De modo que hay una modernización que en la Argentina no terminamos de hacer; y por cierto que la apelación a la Reforma poco nos dice de todas estas cuestiones: la departamentalización no estaba en el programa de 1918 como no lo estaban los criterios actuales de gestión eficiente, simplemente porque en esos tiempos no existían tal cual los conocemos hoy.

La superación de la actividad de los consejos como decisorios sobre cuestiones rutinarias, es otra situación parecida: el co-gobierno no debiera entenderse como espacio de debate interminable sobre lo cotidiano, sino como decisión estratégica sobre los grandes temas, guardando (por cierto como importante) permanente vigilancia sobre las decisiones diarias de las autoridades ejecutivas. Pero no es en vano que estas sean cada vez más puestas en posición de fortalecimiento y mayores atribuciones de decisión a nivel latinoamericano (Atairo, 2016): si las decisiones se empantanan se pierde en efectividad, al punto de que las universidades de propiedad privada (pero efectos de índole pública) pueden a menudo aparecer como opción mejor a los fines de encontrarse -los estudiantes- con un universo administrativo más eficaz y de resultados más rápidos y previsibles.

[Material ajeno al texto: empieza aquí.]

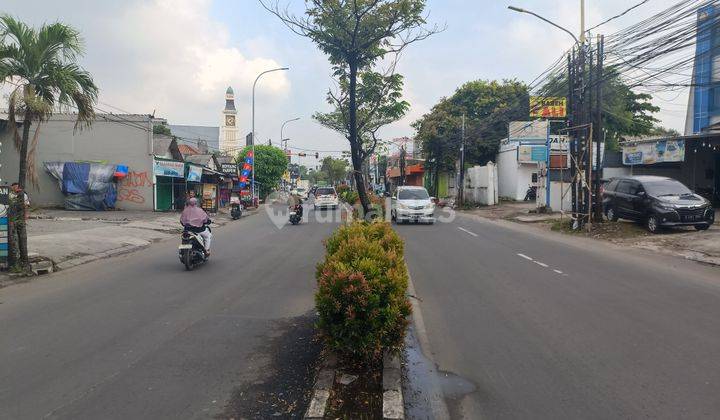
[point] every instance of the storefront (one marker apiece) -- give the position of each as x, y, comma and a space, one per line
693, 160
169, 183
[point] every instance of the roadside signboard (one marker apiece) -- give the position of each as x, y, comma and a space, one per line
4, 204
548, 107
169, 168
654, 152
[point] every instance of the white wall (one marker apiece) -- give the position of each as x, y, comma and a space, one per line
507, 173
481, 184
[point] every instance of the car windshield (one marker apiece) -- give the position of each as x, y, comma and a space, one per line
666, 188
413, 195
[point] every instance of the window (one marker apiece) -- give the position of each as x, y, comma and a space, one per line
624, 187
612, 185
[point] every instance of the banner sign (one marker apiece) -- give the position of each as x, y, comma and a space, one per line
194, 173
4, 204
169, 168
654, 152
246, 169
531, 153
229, 168
548, 107
528, 130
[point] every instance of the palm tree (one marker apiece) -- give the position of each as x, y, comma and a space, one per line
41, 64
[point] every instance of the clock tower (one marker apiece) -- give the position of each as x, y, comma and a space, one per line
228, 129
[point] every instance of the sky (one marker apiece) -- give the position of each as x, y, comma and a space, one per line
176, 58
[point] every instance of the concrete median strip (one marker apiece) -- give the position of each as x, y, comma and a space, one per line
321, 389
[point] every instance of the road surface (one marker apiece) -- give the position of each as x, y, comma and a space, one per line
138, 337
523, 324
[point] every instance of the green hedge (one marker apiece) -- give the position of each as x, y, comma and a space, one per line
361, 299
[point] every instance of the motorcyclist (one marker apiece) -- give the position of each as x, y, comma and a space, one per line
194, 219
296, 204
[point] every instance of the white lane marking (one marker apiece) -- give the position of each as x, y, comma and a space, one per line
467, 231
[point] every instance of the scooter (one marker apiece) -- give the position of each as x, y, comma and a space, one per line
531, 193
192, 247
295, 214
235, 210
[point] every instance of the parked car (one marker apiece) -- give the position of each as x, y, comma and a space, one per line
412, 204
326, 197
656, 201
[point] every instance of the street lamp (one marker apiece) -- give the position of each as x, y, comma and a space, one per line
521, 10
282, 139
253, 124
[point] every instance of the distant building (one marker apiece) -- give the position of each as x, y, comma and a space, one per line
229, 131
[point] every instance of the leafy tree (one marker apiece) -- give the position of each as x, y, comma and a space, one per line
624, 112
488, 107
270, 163
161, 129
41, 64
355, 35
336, 169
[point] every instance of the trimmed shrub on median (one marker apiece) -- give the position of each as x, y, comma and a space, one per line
361, 298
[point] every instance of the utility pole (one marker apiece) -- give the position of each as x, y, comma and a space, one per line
461, 187
582, 21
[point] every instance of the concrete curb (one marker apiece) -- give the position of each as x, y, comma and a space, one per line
321, 389
393, 405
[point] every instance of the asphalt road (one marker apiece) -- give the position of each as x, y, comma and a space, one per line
522, 324
138, 337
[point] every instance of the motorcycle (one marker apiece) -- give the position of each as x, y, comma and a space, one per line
235, 210
531, 193
192, 247
295, 214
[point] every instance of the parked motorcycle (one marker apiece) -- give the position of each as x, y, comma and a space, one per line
295, 214
192, 247
531, 193
235, 210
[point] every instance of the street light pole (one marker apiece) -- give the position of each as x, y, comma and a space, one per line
283, 139
582, 4
253, 125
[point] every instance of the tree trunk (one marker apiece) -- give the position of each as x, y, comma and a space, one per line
20, 231
354, 141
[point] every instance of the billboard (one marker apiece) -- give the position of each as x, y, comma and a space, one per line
548, 107
528, 130
530, 153
654, 152
169, 168
194, 173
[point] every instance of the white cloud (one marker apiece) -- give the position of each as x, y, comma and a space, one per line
176, 60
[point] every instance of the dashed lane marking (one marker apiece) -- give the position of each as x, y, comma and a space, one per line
467, 231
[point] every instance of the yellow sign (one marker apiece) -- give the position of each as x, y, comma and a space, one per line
548, 107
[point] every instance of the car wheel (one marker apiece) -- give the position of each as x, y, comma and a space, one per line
611, 215
652, 224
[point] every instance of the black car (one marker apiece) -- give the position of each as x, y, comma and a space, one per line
657, 201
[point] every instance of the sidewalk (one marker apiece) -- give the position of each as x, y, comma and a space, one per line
60, 239
686, 242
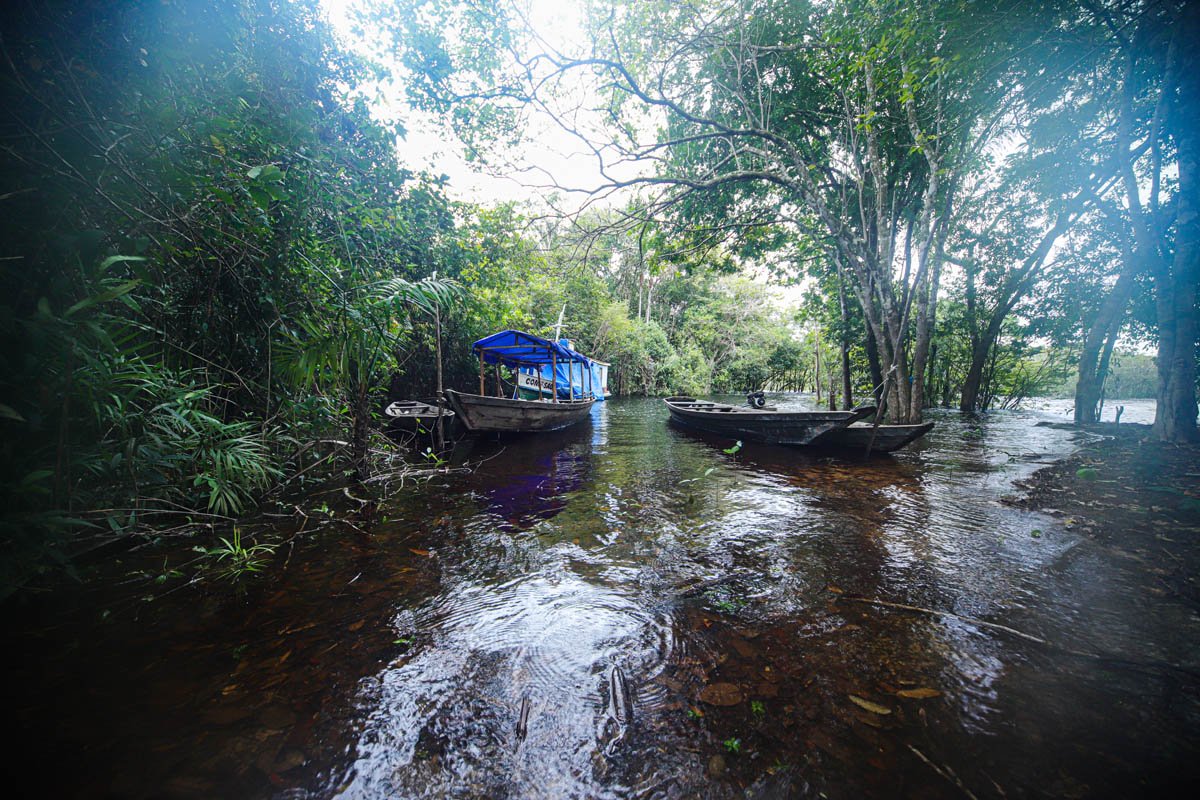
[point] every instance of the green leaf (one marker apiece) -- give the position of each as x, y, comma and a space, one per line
103, 296
118, 259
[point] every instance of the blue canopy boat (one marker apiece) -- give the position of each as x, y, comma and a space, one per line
559, 385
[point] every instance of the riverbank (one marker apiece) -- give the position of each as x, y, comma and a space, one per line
1132, 493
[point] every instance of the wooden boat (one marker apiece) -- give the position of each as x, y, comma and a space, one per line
887, 438
564, 402
766, 425
413, 415
501, 414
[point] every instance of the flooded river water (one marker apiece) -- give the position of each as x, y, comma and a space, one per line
624, 609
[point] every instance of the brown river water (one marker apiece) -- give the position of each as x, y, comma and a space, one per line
624, 609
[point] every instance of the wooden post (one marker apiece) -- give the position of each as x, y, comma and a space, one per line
553, 376
437, 328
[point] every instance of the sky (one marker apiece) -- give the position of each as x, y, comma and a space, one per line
546, 149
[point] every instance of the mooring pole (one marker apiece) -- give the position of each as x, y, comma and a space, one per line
437, 334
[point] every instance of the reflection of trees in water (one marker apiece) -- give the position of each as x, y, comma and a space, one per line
527, 479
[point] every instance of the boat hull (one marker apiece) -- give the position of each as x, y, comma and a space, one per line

Ojalá emprendamos de una vez los cambios necesarios. Nada lleva a suponerlo así, pues la tendencia a la reproducción autosatisfecha (y la dificultad intrínseca que conlleva el manejo del conflicto con docentes y eventualmente con alumnos) se hace a veces mayoritaria en nuestras instituciones. Pero si queremos ir más allá de la sola reivindicación ritual del pasado, el aniversario de la extraordinaria Reforma Universitaria de 1918, debiera ser base para pensar en la necesidad de nuevas y otras reformas universitarias presentes y futuras.


Referencias Bibliográficas

ATAIRO, Daniela (2016), El gobierno universitario en la agenda académica y política de América Latina, ANUIES, México.

FOLLARI, Roberto (2008), La selva académica (los silenciados laberintos de los intelectuales en la universidad), Homo Sapiens, Rosario.

FOLLARI, Roberto. y SOMS, Esteban (1981), “Crítica al modelo teórico de la departamentalización”, Revista de la Educación Superior de ANUIES, núm. 37, vol.10, México.